Amazons Rückkehr ist ein Wagnis mit historischem Ballast. Der Fire Phone von 2014 wurde nach nur 14 Monaten und einem Verlust von 170 Millionen Dollar eingestellt. Das Gerät litt unter Akkuproblemen und einem Mangel an populären Apps.

Doch die Ausgangslage hat sich fundamental geändert. Die gesamte Tech-Branche befindet sich im KI-Hardware-Rausch. Während frühe KI-Gadgets wie der Humane AI Pin oder das Rabbit R1 noch an Akzeptanzproblemen litten, arbeiten nun alle großen Player – von Apple über Meta bis OpenAI – an eigenen KI-Integrationen.

Amazon bringt entscheidende Trümpfe mit: Eine weltweit führende Cloud-Infrastruktur und eine kürzlich mit generativer KI aufgerüstete Alexa. Ein eigenes Smartphone würde dem Konzern zudem direkten Zugang zu wertvollen Nutzerdaten verschaffen, die bisher über rivalisierende Betriebssysteme fließen.
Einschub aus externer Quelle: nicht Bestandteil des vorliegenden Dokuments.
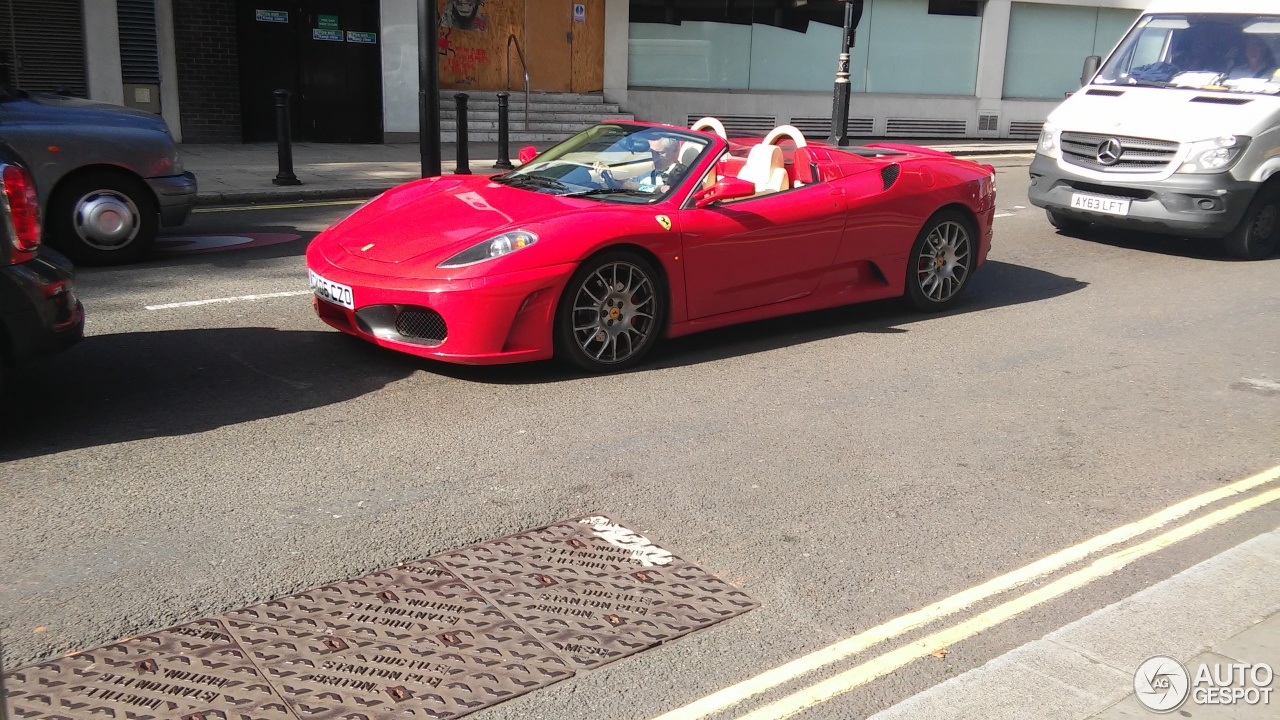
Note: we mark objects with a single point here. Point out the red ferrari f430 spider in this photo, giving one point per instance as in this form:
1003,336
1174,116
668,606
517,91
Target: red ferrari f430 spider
630,232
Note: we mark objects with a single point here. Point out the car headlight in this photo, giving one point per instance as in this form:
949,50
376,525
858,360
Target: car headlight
1047,144
504,244
1215,155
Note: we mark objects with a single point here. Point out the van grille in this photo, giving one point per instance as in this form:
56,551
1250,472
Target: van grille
1137,154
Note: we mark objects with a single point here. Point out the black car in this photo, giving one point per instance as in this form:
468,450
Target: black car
39,309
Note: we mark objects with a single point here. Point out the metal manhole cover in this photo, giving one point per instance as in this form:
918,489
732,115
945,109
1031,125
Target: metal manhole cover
437,638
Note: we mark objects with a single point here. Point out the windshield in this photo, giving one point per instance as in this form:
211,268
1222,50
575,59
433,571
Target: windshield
1207,51
616,162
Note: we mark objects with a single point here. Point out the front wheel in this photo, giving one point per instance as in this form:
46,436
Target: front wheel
1257,236
942,259
103,218
611,313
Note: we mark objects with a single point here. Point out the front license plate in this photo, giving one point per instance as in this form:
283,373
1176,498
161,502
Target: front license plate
330,291
1098,204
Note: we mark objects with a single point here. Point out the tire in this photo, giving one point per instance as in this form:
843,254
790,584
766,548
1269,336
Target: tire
103,218
611,313
1258,233
1069,226
942,261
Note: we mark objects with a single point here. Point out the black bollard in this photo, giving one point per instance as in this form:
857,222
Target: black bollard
464,167
503,136
284,140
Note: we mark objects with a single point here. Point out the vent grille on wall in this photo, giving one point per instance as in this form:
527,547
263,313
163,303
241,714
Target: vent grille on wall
740,126
922,127
1022,130
140,60
821,127
42,45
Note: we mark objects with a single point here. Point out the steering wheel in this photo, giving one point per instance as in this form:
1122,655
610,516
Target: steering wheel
790,131
712,124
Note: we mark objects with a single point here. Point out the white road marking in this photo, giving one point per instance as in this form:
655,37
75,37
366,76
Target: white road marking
237,299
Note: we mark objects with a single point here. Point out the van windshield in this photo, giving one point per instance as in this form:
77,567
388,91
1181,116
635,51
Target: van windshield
1202,50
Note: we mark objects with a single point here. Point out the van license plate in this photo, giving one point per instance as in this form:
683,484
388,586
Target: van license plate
1098,204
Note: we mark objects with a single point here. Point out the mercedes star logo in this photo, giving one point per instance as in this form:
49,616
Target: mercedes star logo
1109,151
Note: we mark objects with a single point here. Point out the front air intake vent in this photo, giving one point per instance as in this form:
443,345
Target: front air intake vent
888,173
1214,100
421,323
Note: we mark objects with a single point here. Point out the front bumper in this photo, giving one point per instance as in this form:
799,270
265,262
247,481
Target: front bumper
176,195
1189,206
41,310
506,318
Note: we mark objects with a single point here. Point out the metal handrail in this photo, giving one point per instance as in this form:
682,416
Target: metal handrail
522,64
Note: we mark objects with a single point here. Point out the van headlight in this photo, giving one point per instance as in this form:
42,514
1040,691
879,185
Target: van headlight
1215,155
1047,145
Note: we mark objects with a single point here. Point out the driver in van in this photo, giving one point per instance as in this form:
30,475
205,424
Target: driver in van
1257,60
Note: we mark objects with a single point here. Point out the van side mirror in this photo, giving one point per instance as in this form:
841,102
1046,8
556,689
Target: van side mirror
1091,68
725,188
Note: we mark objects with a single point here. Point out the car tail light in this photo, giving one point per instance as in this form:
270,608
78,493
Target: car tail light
19,192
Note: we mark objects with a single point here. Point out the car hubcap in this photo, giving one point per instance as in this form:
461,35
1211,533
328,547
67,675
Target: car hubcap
613,311
106,219
944,263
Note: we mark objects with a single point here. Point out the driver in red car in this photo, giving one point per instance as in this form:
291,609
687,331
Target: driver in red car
666,171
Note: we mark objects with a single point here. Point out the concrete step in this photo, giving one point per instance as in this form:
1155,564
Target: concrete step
492,95
540,117
594,108
484,126
516,137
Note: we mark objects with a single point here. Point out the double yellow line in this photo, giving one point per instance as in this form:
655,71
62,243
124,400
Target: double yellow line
892,660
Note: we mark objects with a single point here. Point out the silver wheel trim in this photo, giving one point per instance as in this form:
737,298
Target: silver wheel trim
613,313
106,219
942,265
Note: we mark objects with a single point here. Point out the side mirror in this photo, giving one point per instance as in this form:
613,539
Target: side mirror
1091,68
725,188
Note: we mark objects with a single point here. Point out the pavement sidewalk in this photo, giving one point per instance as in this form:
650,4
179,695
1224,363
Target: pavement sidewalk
229,174
1221,611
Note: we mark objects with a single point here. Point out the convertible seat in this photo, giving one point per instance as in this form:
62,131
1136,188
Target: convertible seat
764,167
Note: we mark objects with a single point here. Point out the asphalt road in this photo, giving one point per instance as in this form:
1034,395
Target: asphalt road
844,468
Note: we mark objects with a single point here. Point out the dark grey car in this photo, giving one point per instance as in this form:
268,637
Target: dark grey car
108,176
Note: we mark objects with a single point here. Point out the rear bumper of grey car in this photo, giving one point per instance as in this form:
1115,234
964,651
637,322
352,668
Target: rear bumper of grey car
177,196
1191,206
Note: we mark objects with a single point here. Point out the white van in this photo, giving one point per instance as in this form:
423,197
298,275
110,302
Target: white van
1178,132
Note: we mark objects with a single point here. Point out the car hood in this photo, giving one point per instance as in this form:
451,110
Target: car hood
58,109
1164,113
434,218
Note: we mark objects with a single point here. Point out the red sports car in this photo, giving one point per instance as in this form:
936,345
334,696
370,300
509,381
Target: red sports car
629,232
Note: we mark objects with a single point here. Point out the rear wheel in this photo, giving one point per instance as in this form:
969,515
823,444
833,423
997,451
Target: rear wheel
1069,226
942,259
103,218
1257,236
611,313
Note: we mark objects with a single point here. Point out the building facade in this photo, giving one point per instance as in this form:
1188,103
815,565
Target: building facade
919,68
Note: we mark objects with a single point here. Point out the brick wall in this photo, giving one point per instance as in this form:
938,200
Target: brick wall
208,69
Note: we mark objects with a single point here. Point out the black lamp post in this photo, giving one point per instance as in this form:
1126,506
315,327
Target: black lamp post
428,87
840,104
Unklarer Zeitplan und europäische Chancen

Trotz der detaillierten Berichte steht ein Marktstart noch in den Sternen. Amazon hat nach Reuters-Informationen noch keine Gespräche mit Mobilfunkanbietern geführt. Budgets und Zeitpläne sind nicht finalisiert. Das Projekt könnte bei strategischen Kurswechseln auch still eingestellt werden.

Sollte der „Transformer“ Realität werden, könnte er die Mobilfunkbranche neu justieren. Besonders der minimalistisch-entschleunigende Ansatz könnte in Europa auf Interesse stoßen – vorausgesetzt, das Gerät erfüllt die strengen EU-Datenschutzstandards. Für Amazon wäre es der lang ersehnte Durchbruch im Hardware-Geschäft.